No âmbito da sua missão de promoção e proteção dos direitos humanos na Guiné-Bissau, a LGDH tem acompanhado com crescente preocupação a alarmante degradação do funcionamento do sistema nacional de saúde do país, especialmente do Hospital Nacional Simão Mendes, agravada nos últimos tempos pelo incumprimento das obrigações do Estado.
A nossa Constituição da República, consagra o direito à saúde como direito fundamental, cuja efetivação se traduz num elemento essencial para a concretização dos demais direitos e liberdades fundamentais. Não obstante esta consagração constitucional, os sucessivos governos não têm sido capazes de criar condições para o funcionamento eficaz do sistema de saúde, pondo em risco a vida e a dignidade dos cidadãos, sobretudo dos mais carenciados.
Entretanto, cumpre assinalar que em 2020 e 2022, o governo da Guiné-Bissau produziu dois Despachos conjuntos assinados pelos Ministros da Saúde Pública e da Economia e Finanças, os quais visavam melhorar a assistência aos utentes do maior estabelecimento hospitalar do país– Hospital de Simão Mendes.
Em consequência dos referidos despachos, o governo através do Ministério das Finanças comprometeu-se a desbloquear mensalmente, 88.263.075 (Oitenta e Oito Milhões, Duzentos e Sessenta e Três mil e Setenta e Cinco Francos CFA), valor este destinado para os seguintes fins: 1. Aquisição de medicamentos; 2. Aquisição de consumíveis e reagentes; 3. Aquisição de Consumíveis e materiais do bloco operatório; 4. Aquisição de Consumíveis de imagiologia; 5. Aquisição de outros consumíveis hospitalares; 6. Pagamento de horas extraordinárias dos técnicos.
O desbloqueamento mensal e regular do valor total acima mencionado, introduziu melhorias significativas no que concerne à prestação gratuita de cuidados de saúde aos cidadãos, sobretudo aos mais necessitados.
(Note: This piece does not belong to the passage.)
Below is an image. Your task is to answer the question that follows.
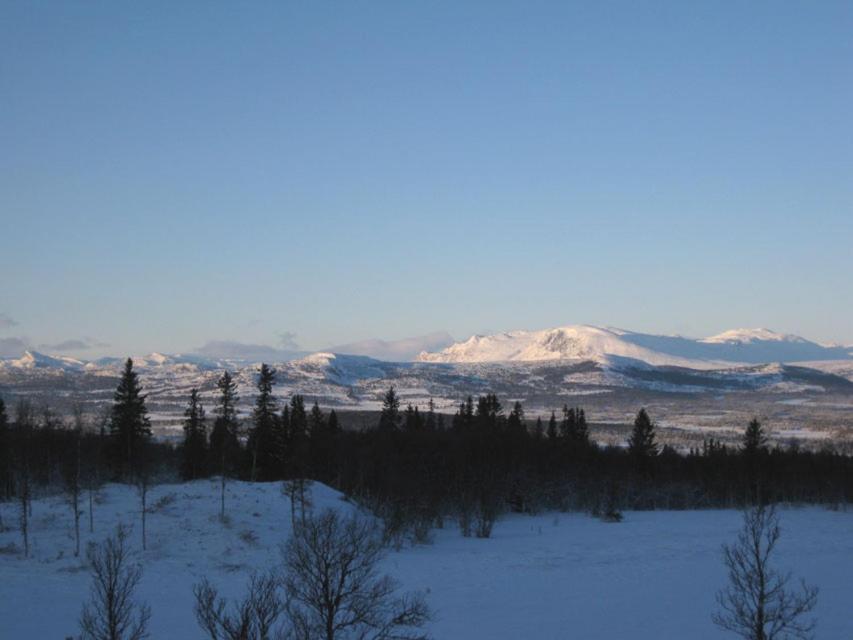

Aliás, graças a este repasse, de julho de 2020 até ao final do ano passado, milhares de cidadãos beneficiaram de assistência médica gratuita nomeadamente: a. Quase 200.000 assistências medicamentosas gratuitas no Banco de Socorro; b. Mais de 130.000 assistências medicamentosas gratuitas a pacientes carenciados internados no Hospital; c. Mais de 10.000 cirurgias gratuitas nestes três anos e meio, das quais mais da metade eram cesarianas.
Infelizmente, nos últimos tempos, e por motivos desconhecidos, o Ministério das Finanças não tem desbloqueado o montante mensal constante nos despachos conjuntos assinados em 2020 e 2022.
Em consequência deste incumprimento do Ministério das Finanças, a situação do Hospital Nacional Simão Mendes e do sistema nacional de saúde em geral, tem-se degradado sobremaneira. Aliás, sem qualquer exagero, o sistema nacional de saúde está mergulhado numa grave crise, senão vejamos: 1. No dia 15 de março de 2024, três pessoas morreram no Hospital Nacional Simão Mendes, supostamente devido à falta de oxigénio: 2.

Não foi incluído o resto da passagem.